Below is an example of how to read a column from ORC into memory:
use std::fs::File;
use orc_format::{error::Error, read, read::Column};
fn get_column(path: &str, column: u32) -> Result<Column, Error> {
// open the file, as expected. buffering this is not necessary - we
// are very careful about the number of `read`s we perform.
let mut f = File::open(path).expect("no file found");
// read the files' metadata
let metadata = read::read_metadata(&mut f)?;
// the next step is to identify which stripe we want to read. Let's say it is the first one.
let stripe = 0;
// Each stripe has a footer - we need to read it to extract the location of each column on it.
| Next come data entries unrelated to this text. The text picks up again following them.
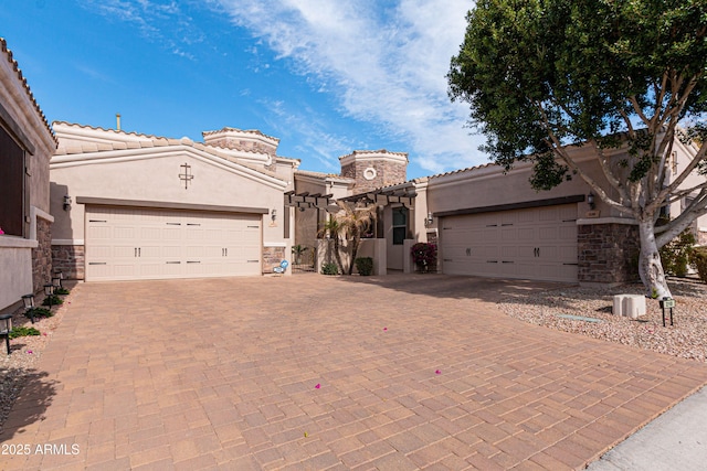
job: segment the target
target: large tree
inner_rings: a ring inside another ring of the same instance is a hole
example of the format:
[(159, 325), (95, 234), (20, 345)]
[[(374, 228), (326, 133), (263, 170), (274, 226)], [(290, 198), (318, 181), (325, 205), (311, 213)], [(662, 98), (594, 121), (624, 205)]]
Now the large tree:
[[(447, 74), (453, 100), (469, 103), (482, 148), (506, 169), (530, 161), (534, 188), (582, 178), (633, 217), (640, 275), (671, 297), (658, 248), (707, 213), (707, 1), (477, 0)], [(695, 151), (669, 174), (675, 139)], [(588, 146), (605, 182), (587, 174), (571, 146)], [(623, 149), (616, 159), (614, 149)], [(694, 180), (694, 179), (693, 179)], [(659, 210), (689, 196), (668, 224)]]

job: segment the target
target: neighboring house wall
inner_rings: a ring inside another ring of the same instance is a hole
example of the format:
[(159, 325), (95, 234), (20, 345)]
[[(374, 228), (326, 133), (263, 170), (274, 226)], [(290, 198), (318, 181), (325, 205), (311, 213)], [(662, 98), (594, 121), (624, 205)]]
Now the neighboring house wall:
[[(62, 146), (52, 159), (53, 251), (57, 266), (70, 269), (70, 277), (85, 275), (88, 205), (255, 215), (261, 227), (258, 265), (271, 272), (274, 261), (285, 258), (288, 240), (284, 237), (283, 191), (287, 183), (273, 173), (254, 170), (251, 161), (257, 156), (246, 156), (250, 164), (245, 167), (238, 163), (238, 152), (222, 153), (189, 140), (146, 137), (130, 148), (115, 142), (82, 147), (72, 141), (73, 133), (109, 138), (116, 131), (63, 124), (55, 128)], [(124, 137), (117, 136), (117, 140)], [(180, 178), (184, 164), (192, 175), (189, 181)], [(67, 211), (65, 195), (74, 202)]]
[[(7, 43), (0, 39), (0, 133), (3, 136), (3, 162), (0, 191), (10, 191), (13, 202), (3, 194), (3, 218), (9, 217), (0, 235), (0, 311), (36, 292), (51, 282), (51, 258), (46, 256), (51, 238), (49, 214), (49, 159), (56, 141), (44, 115)], [(8, 154), (8, 150), (11, 152)], [(10, 172), (9, 169), (17, 169)], [(0, 227), (4, 223), (0, 221)]]
[[(597, 181), (603, 181), (604, 176), (601, 168), (594, 159), (592, 159), (591, 149), (579, 148), (573, 149), (572, 152), (577, 159), (581, 161), (584, 170), (592, 175)], [(561, 214), (576, 214), (577, 236), (576, 242), (576, 256), (571, 256), (572, 260), (562, 263), (564, 267), (558, 267), (561, 272), (557, 274), (544, 274), (540, 270), (536, 272), (518, 271), (518, 277), (538, 277), (542, 279), (562, 279), (572, 281), (570, 278), (577, 278), (574, 281), (582, 283), (604, 282), (604, 283), (619, 283), (624, 282), (630, 278), (629, 267), (626, 266), (625, 256), (630, 256), (629, 251), (635, 247), (635, 233), (632, 232), (632, 221), (625, 215), (609, 208), (604, 205), (599, 197), (595, 197), (595, 211), (590, 211), (588, 203), (585, 202), (587, 195), (590, 192), (590, 188), (579, 176), (574, 176), (570, 181), (561, 183), (559, 186), (551, 191), (538, 192), (532, 190), (529, 183), (531, 175), (531, 168), (528, 164), (518, 164), (509, 172), (504, 172), (502, 168), (494, 164), (486, 164), (475, 169), (468, 169), (463, 171), (450, 172), (442, 175), (431, 176), (426, 180), (426, 205), (428, 211), (433, 213), (434, 223), (425, 228), (428, 238), (439, 236), (441, 250), (439, 254), (442, 270), (445, 270), (446, 265), (452, 263), (451, 254), (444, 253), (444, 247), (449, 247), (445, 244), (445, 217), (474, 217), (478, 215), (487, 215), (490, 217), (488, 225), (505, 225), (504, 217), (508, 213), (509, 216), (515, 216), (511, 212), (523, 212), (518, 217), (525, 217), (536, 211), (542, 218), (544, 213), (548, 213), (553, 207), (558, 207)], [(420, 200), (420, 195), (418, 195)], [(416, 202), (420, 205), (420, 201)], [(574, 206), (576, 210), (570, 211)], [(536, 210), (534, 210), (536, 208)], [(524, 212), (525, 211), (525, 212)], [(569, 213), (568, 213), (569, 212)], [(497, 217), (494, 220), (494, 215)], [(440, 217), (441, 216), (441, 217)], [(454, 220), (457, 224), (460, 218)], [(561, 216), (560, 216), (561, 217)], [(571, 216), (567, 216), (570, 217)], [(422, 217), (415, 218), (415, 232), (419, 234), (422, 228), (419, 227)], [(508, 220), (510, 226), (514, 221)], [(558, 224), (572, 224), (570, 221), (562, 223), (562, 218), (558, 220)], [(538, 223), (539, 224), (539, 223)], [(555, 223), (552, 223), (555, 224)], [(482, 224), (483, 226), (483, 224)], [(570, 227), (568, 227), (569, 229)], [(436, 233), (434, 232), (436, 229)], [(471, 231), (471, 229), (469, 229)], [(536, 225), (532, 231), (544, 231), (539, 225)], [(511, 234), (510, 231), (507, 232)], [(451, 233), (450, 233), (451, 234)], [(474, 234), (474, 232), (469, 232)], [(483, 236), (482, 232), (478, 232), (479, 237)], [(502, 232), (499, 227), (497, 234), (506, 234)], [(517, 236), (517, 234), (515, 235)], [(542, 235), (535, 236), (535, 247), (537, 247), (536, 254), (540, 257), (539, 253), (547, 254), (552, 247), (540, 248), (542, 245)], [(469, 261), (475, 255), (475, 250), (478, 248), (488, 249), (489, 259), (488, 263), (494, 264), (508, 264), (508, 272), (513, 274), (510, 268), (515, 268), (513, 264), (514, 257), (517, 255), (520, 257), (520, 250), (523, 247), (514, 247), (513, 240), (506, 240), (505, 248), (500, 247), (497, 251), (492, 250), (494, 242), (487, 242), (485, 247), (477, 247), (474, 236), (467, 243), (466, 255), (469, 256)], [(492, 249), (489, 249), (489, 247)], [(613, 249), (605, 249), (606, 247), (614, 247)], [(517, 249), (516, 249), (517, 248)], [(530, 248), (532, 249), (532, 247)], [(504, 257), (503, 250), (508, 251), (508, 256)], [(613, 251), (612, 251), (613, 250)], [(621, 257), (619, 257), (621, 255)], [(559, 257), (559, 253), (557, 255)], [(563, 256), (567, 257), (567, 254)], [(551, 255), (551, 257), (555, 257)], [(523, 257), (520, 257), (523, 258)], [(526, 260), (528, 261), (528, 260)], [(535, 260), (528, 263), (529, 266)], [(537, 259), (540, 263), (540, 258)], [(458, 264), (460, 260), (456, 260)], [(571, 271), (567, 270), (568, 266), (577, 265), (577, 275), (568, 275)], [(472, 264), (469, 263), (469, 266)], [(500, 266), (500, 265), (499, 265)], [(518, 268), (518, 270), (520, 270)], [(498, 271), (502, 274), (503, 271)], [(482, 272), (483, 275), (483, 272)], [(502, 275), (498, 275), (502, 276)], [(510, 275), (513, 276), (513, 275)], [(570, 277), (570, 278), (568, 278)]]

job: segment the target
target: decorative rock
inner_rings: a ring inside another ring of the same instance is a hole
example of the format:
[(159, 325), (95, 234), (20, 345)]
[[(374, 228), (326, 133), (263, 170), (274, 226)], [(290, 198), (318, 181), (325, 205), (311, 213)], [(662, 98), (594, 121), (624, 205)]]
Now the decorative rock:
[(639, 319), (645, 315), (645, 298), (641, 295), (616, 295), (614, 296), (614, 315), (625, 315), (631, 319)]

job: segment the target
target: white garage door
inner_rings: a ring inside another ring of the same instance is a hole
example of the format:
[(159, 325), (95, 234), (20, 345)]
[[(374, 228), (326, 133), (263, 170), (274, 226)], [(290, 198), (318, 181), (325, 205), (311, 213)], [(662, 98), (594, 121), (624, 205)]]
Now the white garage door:
[(260, 274), (260, 215), (86, 210), (87, 281)]
[(440, 256), (450, 275), (577, 282), (577, 205), (444, 217)]

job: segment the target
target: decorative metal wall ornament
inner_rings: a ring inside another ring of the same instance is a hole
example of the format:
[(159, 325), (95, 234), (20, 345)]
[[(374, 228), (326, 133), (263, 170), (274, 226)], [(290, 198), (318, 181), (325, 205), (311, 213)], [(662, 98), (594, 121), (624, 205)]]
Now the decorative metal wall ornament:
[(189, 182), (191, 182), (194, 175), (190, 174), (191, 165), (186, 163), (183, 165), (179, 165), (180, 169), (184, 169), (183, 173), (179, 174), (179, 180), (184, 182), (184, 190), (189, 186)]

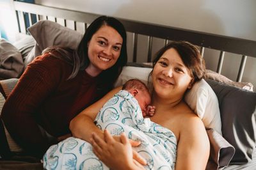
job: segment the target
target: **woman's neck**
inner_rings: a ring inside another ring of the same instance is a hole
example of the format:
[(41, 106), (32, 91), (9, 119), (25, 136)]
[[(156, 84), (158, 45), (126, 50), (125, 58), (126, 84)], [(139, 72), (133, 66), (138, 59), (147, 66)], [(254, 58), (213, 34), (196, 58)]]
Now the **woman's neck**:
[(90, 64), (88, 66), (85, 68), (85, 71), (92, 77), (96, 77), (102, 72), (101, 70), (93, 66), (92, 64)]
[(152, 105), (156, 106), (156, 108), (161, 108), (162, 110), (168, 110), (176, 107), (179, 104), (182, 102), (182, 98), (172, 98), (170, 100), (166, 100), (165, 98), (161, 98), (160, 97), (156, 95), (153, 92), (152, 97)]

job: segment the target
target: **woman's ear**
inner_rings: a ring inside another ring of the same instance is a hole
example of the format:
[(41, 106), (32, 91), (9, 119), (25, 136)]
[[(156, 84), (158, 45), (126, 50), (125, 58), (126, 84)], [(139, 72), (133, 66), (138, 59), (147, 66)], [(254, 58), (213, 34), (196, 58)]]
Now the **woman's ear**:
[(194, 82), (195, 82), (195, 79), (194, 79), (194, 78), (193, 78), (191, 79), (191, 81), (190, 81), (189, 84), (188, 84), (188, 89), (192, 88), (193, 85), (194, 84)]

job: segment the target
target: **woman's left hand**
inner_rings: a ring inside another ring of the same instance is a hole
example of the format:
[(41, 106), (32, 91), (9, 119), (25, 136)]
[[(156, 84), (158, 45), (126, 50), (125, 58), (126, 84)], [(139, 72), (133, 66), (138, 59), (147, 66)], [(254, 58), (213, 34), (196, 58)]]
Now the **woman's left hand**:
[(105, 130), (104, 141), (93, 134), (91, 143), (96, 156), (111, 169), (145, 169), (146, 160), (132, 150), (129, 139), (123, 133), (120, 143)]

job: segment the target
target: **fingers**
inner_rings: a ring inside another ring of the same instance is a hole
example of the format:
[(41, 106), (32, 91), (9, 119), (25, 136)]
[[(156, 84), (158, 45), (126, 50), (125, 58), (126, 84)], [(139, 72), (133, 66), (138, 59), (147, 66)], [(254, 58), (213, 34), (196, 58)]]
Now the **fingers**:
[(105, 129), (104, 130), (104, 140), (107, 143), (113, 143), (115, 141), (114, 138), (110, 134), (108, 130)]
[(99, 158), (100, 156), (100, 153), (102, 152), (102, 149), (101, 148), (102, 146), (100, 145), (102, 145), (102, 143), (98, 139), (98, 137), (99, 139), (102, 140), (97, 135), (93, 134), (92, 138), (91, 139), (91, 143), (93, 147), (93, 153), (98, 158)]
[(122, 133), (120, 135), (121, 143), (124, 144), (127, 144), (129, 143), (128, 137), (126, 137), (124, 133)]
[[(93, 133), (92, 134), (92, 140), (91, 141), (92, 144), (93, 145), (92, 143), (94, 143), (95, 144), (97, 144), (97, 147), (100, 147), (103, 148), (106, 147), (107, 144), (105, 143), (104, 140), (102, 140), (97, 134)], [(94, 146), (93, 146), (94, 147)]]
[(147, 161), (144, 159), (141, 155), (138, 153), (137, 151), (132, 150), (132, 157), (133, 158), (136, 160), (138, 162), (141, 164), (143, 166), (147, 165)]

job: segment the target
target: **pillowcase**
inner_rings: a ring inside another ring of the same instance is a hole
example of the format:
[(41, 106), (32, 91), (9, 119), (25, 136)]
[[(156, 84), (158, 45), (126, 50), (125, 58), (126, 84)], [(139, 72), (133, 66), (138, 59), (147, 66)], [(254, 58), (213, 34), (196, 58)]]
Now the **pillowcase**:
[(24, 61), (26, 57), (34, 47), (35, 43), (34, 38), (31, 36), (24, 35), (20, 40), (14, 42), (12, 44), (20, 52)]
[(216, 94), (222, 134), (236, 148), (231, 164), (252, 160), (256, 146), (256, 93), (207, 80)]
[(0, 77), (19, 77), (24, 68), (20, 52), (12, 44), (0, 38)]
[(36, 43), (26, 58), (26, 67), (47, 47), (61, 45), (76, 49), (83, 36), (81, 33), (50, 20), (40, 20), (28, 27), (28, 31)]
[[(134, 78), (148, 84), (148, 76), (152, 70), (150, 68), (124, 66), (115, 86), (122, 86), (127, 81)], [(213, 128), (221, 134), (221, 121), (218, 98), (212, 88), (204, 80), (195, 83), (192, 89), (186, 94), (185, 101), (202, 120), (206, 128)]]
[(230, 85), (232, 86), (235, 86), (241, 89), (245, 89), (252, 91), (253, 91), (253, 85), (252, 85), (252, 84), (250, 82), (235, 82), (223, 75), (221, 75), (210, 70), (206, 70), (205, 79), (224, 82), (225, 84), (227, 84), (228, 85)]
[(184, 97), (185, 102), (202, 119), (207, 128), (221, 134), (221, 121), (218, 98), (204, 79), (196, 82)]
[(206, 169), (220, 169), (227, 167), (235, 153), (235, 148), (214, 129), (207, 129), (211, 143), (210, 158)]

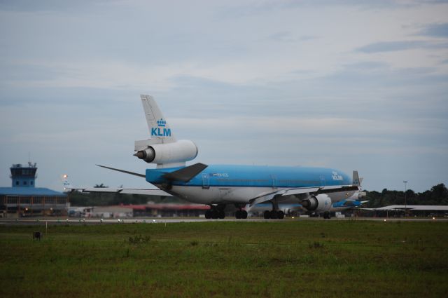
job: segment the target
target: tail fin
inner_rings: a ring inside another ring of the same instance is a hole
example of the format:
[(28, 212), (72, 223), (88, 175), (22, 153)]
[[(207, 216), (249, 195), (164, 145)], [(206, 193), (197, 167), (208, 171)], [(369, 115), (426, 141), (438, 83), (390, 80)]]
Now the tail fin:
[(358, 175), (358, 171), (353, 171), (353, 180), (351, 184), (355, 186), (360, 186), (360, 181), (359, 180), (359, 176)]
[(141, 95), (143, 109), (145, 111), (146, 123), (151, 137), (160, 139), (162, 143), (172, 143), (176, 142), (168, 123), (165, 120), (157, 105), (154, 97), (150, 95)]

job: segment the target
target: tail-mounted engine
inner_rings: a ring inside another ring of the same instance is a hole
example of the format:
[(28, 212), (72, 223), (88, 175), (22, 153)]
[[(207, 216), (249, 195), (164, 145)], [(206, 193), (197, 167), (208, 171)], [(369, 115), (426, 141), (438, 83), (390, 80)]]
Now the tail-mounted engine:
[(331, 198), (326, 194), (318, 194), (303, 200), (302, 206), (308, 211), (328, 211), (331, 208)]
[(136, 141), (134, 155), (147, 163), (172, 164), (191, 161), (197, 156), (197, 147), (192, 141), (151, 144), (150, 140)]

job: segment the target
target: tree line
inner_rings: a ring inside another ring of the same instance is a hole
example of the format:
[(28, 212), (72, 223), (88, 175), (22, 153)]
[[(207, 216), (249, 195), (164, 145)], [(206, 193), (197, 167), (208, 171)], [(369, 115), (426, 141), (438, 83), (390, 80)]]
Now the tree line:
[(416, 193), (412, 189), (382, 191), (368, 191), (363, 201), (368, 201), (363, 206), (370, 208), (390, 205), (448, 205), (448, 189), (443, 183), (433, 186), (430, 190)]

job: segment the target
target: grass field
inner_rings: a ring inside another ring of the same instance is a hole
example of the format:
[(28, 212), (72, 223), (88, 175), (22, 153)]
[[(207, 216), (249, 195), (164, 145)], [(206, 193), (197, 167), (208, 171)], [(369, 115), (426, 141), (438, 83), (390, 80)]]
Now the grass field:
[(0, 226), (0, 297), (448, 294), (448, 223)]

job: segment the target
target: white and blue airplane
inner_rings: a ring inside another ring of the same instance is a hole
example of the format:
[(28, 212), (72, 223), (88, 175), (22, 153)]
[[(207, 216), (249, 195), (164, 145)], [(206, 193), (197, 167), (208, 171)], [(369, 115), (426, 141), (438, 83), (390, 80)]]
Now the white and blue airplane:
[[(310, 212), (329, 212), (335, 203), (356, 201), (362, 196), (358, 172), (350, 177), (340, 170), (324, 168), (204, 165), (187, 166), (198, 153), (190, 140), (177, 140), (152, 96), (141, 95), (150, 137), (135, 141), (134, 156), (155, 168), (145, 174), (99, 165), (141, 177), (159, 189), (80, 189), (83, 191), (117, 191), (175, 196), (210, 205), (206, 218), (224, 218), (225, 210), (236, 208), (237, 218), (247, 218), (251, 206), (270, 203), (266, 219), (283, 219), (279, 204), (298, 203)], [(75, 189), (69, 184), (66, 189)]]

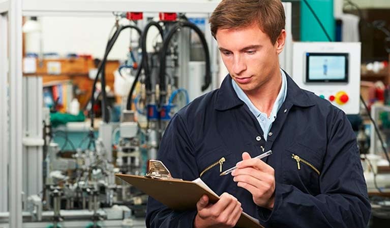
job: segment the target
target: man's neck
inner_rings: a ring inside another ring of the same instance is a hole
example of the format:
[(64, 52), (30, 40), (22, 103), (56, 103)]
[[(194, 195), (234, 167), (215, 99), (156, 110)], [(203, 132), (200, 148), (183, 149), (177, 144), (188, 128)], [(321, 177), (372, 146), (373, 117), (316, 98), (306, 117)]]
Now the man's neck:
[(282, 88), (282, 77), (278, 68), (260, 87), (252, 91), (244, 91), (260, 111), (269, 117), (278, 95)]

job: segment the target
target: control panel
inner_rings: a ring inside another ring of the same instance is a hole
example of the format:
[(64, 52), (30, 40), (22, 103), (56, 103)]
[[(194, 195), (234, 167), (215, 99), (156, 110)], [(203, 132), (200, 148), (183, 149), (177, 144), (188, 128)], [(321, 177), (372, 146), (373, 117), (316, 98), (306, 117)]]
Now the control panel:
[(294, 81), (343, 110), (357, 114), (360, 105), (361, 43), (295, 42)]

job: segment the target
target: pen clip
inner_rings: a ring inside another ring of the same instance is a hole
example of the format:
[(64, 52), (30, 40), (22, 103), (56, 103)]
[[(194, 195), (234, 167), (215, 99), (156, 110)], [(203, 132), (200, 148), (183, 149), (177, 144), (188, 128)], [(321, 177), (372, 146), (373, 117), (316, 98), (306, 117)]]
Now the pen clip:
[(161, 161), (149, 160), (146, 177), (154, 179), (172, 179), (169, 170)]

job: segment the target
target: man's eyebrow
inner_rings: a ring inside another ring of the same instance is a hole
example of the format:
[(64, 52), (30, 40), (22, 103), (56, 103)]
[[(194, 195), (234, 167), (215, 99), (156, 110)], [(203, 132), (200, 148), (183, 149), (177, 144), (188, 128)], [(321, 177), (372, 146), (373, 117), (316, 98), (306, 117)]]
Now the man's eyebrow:
[(261, 45), (250, 45), (249, 46), (247, 46), (241, 50), (239, 50), (241, 52), (244, 52), (247, 50), (248, 50), (249, 49), (257, 49), (258, 48), (261, 47)]
[[(261, 47), (261, 45), (250, 45), (249, 46), (245, 47), (245, 48), (242, 49), (239, 51), (240, 52), (244, 52), (249, 49), (257, 49), (259, 48), (260, 48)], [(218, 49), (219, 49), (219, 50), (221, 51), (221, 52), (231, 52), (231, 51), (221, 47), (218, 48)]]

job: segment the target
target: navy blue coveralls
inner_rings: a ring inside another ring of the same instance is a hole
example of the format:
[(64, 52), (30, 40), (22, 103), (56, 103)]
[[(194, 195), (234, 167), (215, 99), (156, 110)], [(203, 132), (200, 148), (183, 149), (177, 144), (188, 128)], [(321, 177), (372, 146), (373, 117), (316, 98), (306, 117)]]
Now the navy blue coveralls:
[[(236, 197), (244, 211), (266, 227), (365, 227), (371, 206), (355, 135), (343, 111), (301, 89), (286, 73), (287, 94), (267, 140), (248, 106), (237, 96), (230, 75), (221, 88), (202, 96), (172, 118), (158, 159), (173, 177), (193, 180), (224, 157), (223, 170), (248, 151), (253, 157), (272, 149), (263, 160), (275, 171), (272, 211), (258, 207), (252, 195), (217, 165), (202, 179), (219, 195)], [(299, 163), (292, 155), (304, 160)], [(163, 189), (162, 189), (163, 191)], [(148, 227), (193, 226), (196, 210), (173, 211), (149, 198)]]

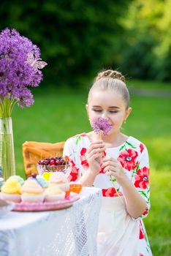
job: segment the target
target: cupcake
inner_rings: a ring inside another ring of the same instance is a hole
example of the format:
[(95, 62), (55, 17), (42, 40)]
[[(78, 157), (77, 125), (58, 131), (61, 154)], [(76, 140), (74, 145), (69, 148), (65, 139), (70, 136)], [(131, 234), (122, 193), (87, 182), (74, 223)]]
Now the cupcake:
[(13, 175), (12, 176), (10, 176), (8, 179), (9, 180), (11, 180), (11, 179), (17, 180), (18, 182), (20, 184), (20, 186), (23, 186), (24, 184), (23, 178), (21, 178), (20, 176), (19, 176), (18, 175)]
[(53, 172), (45, 172), (43, 173), (42, 174), (42, 177), (47, 181), (49, 181), (49, 179), (50, 179), (50, 174), (52, 174)]
[(47, 202), (57, 201), (65, 198), (65, 192), (60, 189), (55, 184), (50, 184), (48, 189), (45, 189), (45, 200)]
[(50, 176), (49, 182), (56, 184), (63, 191), (69, 189), (69, 183), (64, 173), (53, 173)]
[(20, 202), (21, 186), (16, 179), (8, 178), (1, 187), (1, 198), (6, 201)]
[(48, 182), (45, 180), (45, 178), (42, 176), (42, 175), (37, 175), (36, 176), (37, 181), (42, 187), (42, 189), (47, 189), (48, 187)]
[(21, 187), (21, 200), (23, 202), (42, 202), (45, 195), (43, 189), (36, 178), (28, 178)]

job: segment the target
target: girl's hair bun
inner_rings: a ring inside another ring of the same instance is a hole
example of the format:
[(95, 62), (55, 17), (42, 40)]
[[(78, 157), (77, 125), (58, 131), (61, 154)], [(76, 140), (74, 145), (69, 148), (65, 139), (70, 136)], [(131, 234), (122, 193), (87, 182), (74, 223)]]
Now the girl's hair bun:
[(107, 69), (100, 72), (96, 78), (96, 81), (101, 78), (118, 79), (125, 83), (125, 77), (121, 73), (115, 70)]

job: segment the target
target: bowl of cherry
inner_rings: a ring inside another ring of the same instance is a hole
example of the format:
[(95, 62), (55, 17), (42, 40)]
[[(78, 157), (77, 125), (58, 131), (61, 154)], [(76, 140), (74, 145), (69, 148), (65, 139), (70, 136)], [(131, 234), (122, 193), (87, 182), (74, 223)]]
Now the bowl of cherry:
[(72, 170), (72, 165), (68, 157), (51, 157), (39, 160), (37, 164), (37, 169), (40, 175), (45, 172), (62, 172), (69, 176)]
let stripe_footer = read::read_stripe_footer(&mut f, &metadata, stripe, &mut vec![])?;
// Finally, we read the column into `Column`
read::read_stripe_column(&mut f, &metadata, stripe, stripe_footer, column, vec![])
}
To deserialize the values of a column, use things inside read::decode
.
For example, the below contains the deserialization of the “Present” to a Vec<bool>
.
use orc_format::{error::Error, proto::stream::Kind, read::decode::BooleanIter, read::Column};
fn deserialize_present(column: &Column, scratch: &mut Vec<u8>) -> Result<Vec<bool>, Error> {
let mut reader = column.get_stream(Kind::Present, std::mem::take(scratch))?;
let mut validity = Vec::with_capacity(column.number_of_rows());
BooleanIter::new(&mut reader, column.number_of_rows()).try_for_each(|item| {
validity.push(item?);
Result::<(), Error>::Ok(())
})?;
*scratch = std::mem::take(&mut reader.into_inner());
Ok(validity)
}
Check out the integration tests of the crate to find deserialization of other types such as floats, integers, strings and dictionaries.